MD: I spoke to the Working Group on Contemporary Forms of Slavery, and the chair didn’t even leave her headphones on – I had no impact at all!  She’s a Moroccan woman with whom I spoke French, and she needed translation from English to French, so I know she didn’t bother to listen. Nothing says “I can’t hear you” like removing your headphones!  But others were interested, and that is gratifying.
So yes there are more effective venues, but the key is the audience rather than the venue. A good audience wants to hear what you have to say, a bad one has already decided not to hear.
Last year four sex workers spoke to the UN General Assembly during its meeting on HIV. They had a much more receptive audience, and were given much better positions in regard to where they sat in the room and their placement on the program. The beautiful Martine Ago from Bleti in Ivory Coast sat next to and spoke right after Secretary General Kofi Annan.  Many people listened and those who did not pretended to!

DP: What needs most to be fixed in regard to prostitution in the U.S. and internationally?
MD: Again, violence against sex workers of all genders should be investigated and prosecuted to the full extent of the law. But police cannot play cat and mouse with sex workers if they mean to truly enforce laws against violence when sex workers are involved.  Sex workers around the world say that the police are the prime violators of their rights. This is a far greater crime than exchanging sex for money.

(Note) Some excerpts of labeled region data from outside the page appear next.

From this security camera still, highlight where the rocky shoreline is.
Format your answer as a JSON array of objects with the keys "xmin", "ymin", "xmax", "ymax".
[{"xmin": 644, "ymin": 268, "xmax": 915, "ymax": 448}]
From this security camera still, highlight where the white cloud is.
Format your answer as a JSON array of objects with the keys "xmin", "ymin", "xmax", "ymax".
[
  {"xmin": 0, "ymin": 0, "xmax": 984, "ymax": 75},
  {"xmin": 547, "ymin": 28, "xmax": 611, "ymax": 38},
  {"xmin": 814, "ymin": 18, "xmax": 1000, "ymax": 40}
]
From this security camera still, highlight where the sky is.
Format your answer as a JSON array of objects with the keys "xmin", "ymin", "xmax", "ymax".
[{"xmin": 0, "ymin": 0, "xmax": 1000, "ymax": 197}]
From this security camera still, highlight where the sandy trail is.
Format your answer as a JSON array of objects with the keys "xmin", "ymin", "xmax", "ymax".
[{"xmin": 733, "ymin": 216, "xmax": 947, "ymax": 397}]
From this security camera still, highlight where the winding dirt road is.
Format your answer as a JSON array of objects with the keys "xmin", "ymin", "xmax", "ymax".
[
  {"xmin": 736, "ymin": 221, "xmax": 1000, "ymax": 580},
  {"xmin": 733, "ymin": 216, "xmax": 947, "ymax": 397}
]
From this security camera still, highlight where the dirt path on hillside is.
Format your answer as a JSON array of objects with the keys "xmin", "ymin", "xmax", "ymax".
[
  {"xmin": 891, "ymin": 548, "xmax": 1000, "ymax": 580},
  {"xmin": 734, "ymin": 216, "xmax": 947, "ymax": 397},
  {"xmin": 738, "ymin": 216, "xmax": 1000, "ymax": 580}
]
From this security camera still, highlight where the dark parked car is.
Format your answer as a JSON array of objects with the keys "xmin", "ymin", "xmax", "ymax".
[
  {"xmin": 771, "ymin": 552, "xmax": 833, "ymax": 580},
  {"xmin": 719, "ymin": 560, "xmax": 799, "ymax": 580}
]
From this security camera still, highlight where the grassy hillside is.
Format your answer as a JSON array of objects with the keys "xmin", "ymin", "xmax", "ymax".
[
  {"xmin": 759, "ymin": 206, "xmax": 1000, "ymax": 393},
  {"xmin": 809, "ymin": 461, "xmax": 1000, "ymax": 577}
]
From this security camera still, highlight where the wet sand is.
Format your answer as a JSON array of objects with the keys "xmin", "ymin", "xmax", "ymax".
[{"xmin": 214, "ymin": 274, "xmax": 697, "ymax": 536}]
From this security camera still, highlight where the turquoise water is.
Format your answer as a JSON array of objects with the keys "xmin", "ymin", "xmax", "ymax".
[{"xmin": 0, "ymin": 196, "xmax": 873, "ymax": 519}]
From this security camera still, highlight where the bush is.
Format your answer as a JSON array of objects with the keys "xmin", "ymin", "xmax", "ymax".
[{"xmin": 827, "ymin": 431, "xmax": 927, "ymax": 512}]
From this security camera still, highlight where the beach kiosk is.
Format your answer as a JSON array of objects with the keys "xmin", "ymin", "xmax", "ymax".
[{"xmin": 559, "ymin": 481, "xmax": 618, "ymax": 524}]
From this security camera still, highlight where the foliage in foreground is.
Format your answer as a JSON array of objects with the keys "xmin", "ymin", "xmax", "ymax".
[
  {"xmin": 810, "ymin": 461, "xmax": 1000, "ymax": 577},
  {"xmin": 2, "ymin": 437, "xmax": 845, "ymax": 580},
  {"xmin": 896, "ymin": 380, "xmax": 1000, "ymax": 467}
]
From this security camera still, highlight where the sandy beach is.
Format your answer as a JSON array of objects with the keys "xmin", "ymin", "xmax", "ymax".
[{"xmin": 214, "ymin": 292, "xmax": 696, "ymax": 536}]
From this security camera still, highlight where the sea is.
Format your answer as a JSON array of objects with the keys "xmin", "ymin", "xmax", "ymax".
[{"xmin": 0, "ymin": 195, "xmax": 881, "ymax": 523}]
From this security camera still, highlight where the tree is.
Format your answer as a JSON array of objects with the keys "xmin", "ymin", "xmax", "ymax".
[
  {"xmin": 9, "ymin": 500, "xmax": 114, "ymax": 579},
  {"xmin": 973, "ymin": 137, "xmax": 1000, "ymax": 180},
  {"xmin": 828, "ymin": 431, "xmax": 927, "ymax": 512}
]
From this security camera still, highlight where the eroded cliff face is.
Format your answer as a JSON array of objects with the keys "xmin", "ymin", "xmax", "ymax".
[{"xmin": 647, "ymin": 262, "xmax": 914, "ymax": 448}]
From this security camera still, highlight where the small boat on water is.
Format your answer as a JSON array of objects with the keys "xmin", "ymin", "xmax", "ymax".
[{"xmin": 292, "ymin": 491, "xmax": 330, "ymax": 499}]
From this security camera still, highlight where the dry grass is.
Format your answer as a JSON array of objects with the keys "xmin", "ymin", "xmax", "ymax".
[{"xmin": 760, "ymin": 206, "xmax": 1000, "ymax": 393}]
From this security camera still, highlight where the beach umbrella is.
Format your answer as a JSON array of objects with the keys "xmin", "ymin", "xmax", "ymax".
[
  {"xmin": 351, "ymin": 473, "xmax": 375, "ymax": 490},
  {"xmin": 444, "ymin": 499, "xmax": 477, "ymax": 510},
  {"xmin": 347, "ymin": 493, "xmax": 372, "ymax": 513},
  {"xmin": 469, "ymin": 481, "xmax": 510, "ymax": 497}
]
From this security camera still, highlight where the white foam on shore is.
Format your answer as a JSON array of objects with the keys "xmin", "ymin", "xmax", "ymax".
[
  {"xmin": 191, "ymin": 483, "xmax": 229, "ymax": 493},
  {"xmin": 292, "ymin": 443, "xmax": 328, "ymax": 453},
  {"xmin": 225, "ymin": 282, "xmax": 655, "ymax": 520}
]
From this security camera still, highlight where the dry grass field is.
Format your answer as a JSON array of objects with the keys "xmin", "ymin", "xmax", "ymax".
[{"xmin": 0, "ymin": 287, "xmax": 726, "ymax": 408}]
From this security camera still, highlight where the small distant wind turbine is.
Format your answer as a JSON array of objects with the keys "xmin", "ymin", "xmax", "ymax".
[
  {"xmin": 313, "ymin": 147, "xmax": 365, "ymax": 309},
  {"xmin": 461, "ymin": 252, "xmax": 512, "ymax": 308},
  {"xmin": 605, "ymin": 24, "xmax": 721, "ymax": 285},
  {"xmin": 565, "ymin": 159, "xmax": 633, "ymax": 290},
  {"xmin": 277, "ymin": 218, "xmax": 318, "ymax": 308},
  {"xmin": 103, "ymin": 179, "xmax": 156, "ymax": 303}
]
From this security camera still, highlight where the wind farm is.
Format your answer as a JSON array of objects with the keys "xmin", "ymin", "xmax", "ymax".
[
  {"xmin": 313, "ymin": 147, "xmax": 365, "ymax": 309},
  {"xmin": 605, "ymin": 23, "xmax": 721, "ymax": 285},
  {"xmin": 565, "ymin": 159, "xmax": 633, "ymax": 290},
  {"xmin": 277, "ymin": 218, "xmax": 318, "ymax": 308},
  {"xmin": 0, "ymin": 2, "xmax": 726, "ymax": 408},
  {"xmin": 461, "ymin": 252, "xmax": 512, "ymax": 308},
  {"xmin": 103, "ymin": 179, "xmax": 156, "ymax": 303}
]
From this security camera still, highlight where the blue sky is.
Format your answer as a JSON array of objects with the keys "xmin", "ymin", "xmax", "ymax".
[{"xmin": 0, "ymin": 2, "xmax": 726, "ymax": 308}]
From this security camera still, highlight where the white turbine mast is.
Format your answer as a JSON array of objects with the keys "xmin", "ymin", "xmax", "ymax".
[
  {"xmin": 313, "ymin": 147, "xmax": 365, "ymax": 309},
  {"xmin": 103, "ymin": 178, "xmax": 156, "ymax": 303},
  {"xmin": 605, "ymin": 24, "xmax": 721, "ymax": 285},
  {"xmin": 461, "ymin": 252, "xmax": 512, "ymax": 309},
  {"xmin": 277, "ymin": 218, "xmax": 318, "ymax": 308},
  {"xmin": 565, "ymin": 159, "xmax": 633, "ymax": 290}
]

DP: What is your goal for this book in terms of enlightening people?
MD: Encyclopedia of Prostitution and Sex Work illuminates sex work for people who have a limited understanding of it.  I want readers to have informed opinions and be able to make smart decisions about sex work based on the large amount of information the book presents to them.  Before I met prostitutes, I was sure that nobody wanted to be a prostitute--or wanted anyone they knew to be prostitutes or even visit them. And they told me I was wrong, so wrong!  My friends explained why they like their work and what they get out of it, as well as what they would change if they could to improve their livelihood.  I want everyone to appreciate the book, but if sex workers enjoy it, I will be elated!

DP: What is next for you?
MD: I’ve directed a short film about politics and sex work. This was for the Network of Sex Work Projects, an international network with members in over fifty countries on six continents dedicated to promoting the health and human rights of sex workers everywhere. You can see it online at

DP: And a second book?
MD: I’m currently editing the manuscript of my next book. It’s a much smaller and more personal endeavor.  It will fit in a handbag or back pocket!